Il caso è arrivato fino alla Corte di Giustizia Europea che ha emesso sentenza in favore del francese che dovrà ricevere un risarcimento dalla FIFA e dalla Federcalcio belga per aver violato uno dei diritti fondamentali stabiliti dall’Unione Europea: ossia, il diritto alla libera circolazione dei lavoratori. In questo caso viene impedito ai calciatori di circolare liberamente e progredire la loro carriera giocando per nuovi club.

LA SENTENZA DIARRA CAMBIERA’ IL CALCIOMERCATO?

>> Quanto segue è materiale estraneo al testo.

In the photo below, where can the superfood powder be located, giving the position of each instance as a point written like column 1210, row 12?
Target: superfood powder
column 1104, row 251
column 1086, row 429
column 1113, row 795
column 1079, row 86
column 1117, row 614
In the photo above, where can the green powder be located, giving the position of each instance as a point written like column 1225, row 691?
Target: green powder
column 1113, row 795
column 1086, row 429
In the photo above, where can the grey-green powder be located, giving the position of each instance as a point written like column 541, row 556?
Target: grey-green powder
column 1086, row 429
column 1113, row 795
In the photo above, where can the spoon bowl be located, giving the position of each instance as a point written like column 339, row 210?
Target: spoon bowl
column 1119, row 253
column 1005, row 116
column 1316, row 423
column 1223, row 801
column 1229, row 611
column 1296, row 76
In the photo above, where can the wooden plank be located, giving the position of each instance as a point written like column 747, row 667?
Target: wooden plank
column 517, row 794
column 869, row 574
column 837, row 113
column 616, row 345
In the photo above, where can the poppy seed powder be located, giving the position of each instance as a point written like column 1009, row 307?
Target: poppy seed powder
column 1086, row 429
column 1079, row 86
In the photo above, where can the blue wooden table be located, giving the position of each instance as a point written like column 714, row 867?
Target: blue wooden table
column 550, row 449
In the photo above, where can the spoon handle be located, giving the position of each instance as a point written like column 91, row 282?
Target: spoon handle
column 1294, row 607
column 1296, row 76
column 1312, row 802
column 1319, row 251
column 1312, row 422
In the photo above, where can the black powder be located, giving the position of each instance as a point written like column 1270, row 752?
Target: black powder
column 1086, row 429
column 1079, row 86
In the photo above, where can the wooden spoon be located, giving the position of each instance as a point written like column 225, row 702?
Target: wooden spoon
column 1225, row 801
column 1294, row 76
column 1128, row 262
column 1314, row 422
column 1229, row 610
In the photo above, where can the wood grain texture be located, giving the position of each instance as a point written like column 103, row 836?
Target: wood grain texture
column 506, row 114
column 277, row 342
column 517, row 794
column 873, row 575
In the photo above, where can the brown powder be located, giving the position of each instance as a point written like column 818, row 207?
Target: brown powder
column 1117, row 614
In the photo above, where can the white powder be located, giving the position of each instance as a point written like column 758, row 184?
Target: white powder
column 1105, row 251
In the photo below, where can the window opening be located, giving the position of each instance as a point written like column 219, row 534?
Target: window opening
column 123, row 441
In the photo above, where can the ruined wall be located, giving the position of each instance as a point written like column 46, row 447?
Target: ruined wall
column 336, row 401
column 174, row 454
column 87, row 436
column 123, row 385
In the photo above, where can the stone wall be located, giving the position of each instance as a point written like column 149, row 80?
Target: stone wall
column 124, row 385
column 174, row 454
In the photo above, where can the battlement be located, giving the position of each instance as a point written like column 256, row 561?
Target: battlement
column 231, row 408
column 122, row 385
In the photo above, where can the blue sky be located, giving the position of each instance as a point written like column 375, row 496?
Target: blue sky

La domanda sorge spontanea: sarà vera rivoluzione come la sentenza Bosman o siamo di fronte solo ad un assestamento del sistema?
La “Sentenza Diarra” apre inevitabilmente delle accese discussioni inerente il tema dei trasferimenti dei giocatori. Intanto la FIFA ora dovrà per forza di cose rivedere le proprie norme sui trasferimenti per adeguarle alle disposizioni europee. Inoltre questo potrebbe creare un precedente di grande rilievo perché è assai probabile che d’ora in poi i calciatori (che già da tempo, di fatto, hanno forte potere decisionale in merito ad un loro trasferimento) sentiranno di avere maggiore libertà di movimento e potranno negoziare condizioni contrattuali ancora più favorevoli. Infine, la maggiore libertà di movimento dei calciatori aumenterà la concorrenza tra i club, con possibili ripercussioni, positive, sul mercato dei trasferimenti.
Ovviamente gli effetti pratici della sentenza, forse troppo presto paragonata alla sentenza Bosman, quella che negli anni ’90 rivoluzionò il calcio europeo. Dipende dal fatto se la vicenda verrà gestita in modo intelligente e,sopratutto, costruttivo in modo da potere equitativo a tutti. Di certo si è evidenziata una norma di distorta e al tempo stesso si è aperto un vuoto normativo da colmare.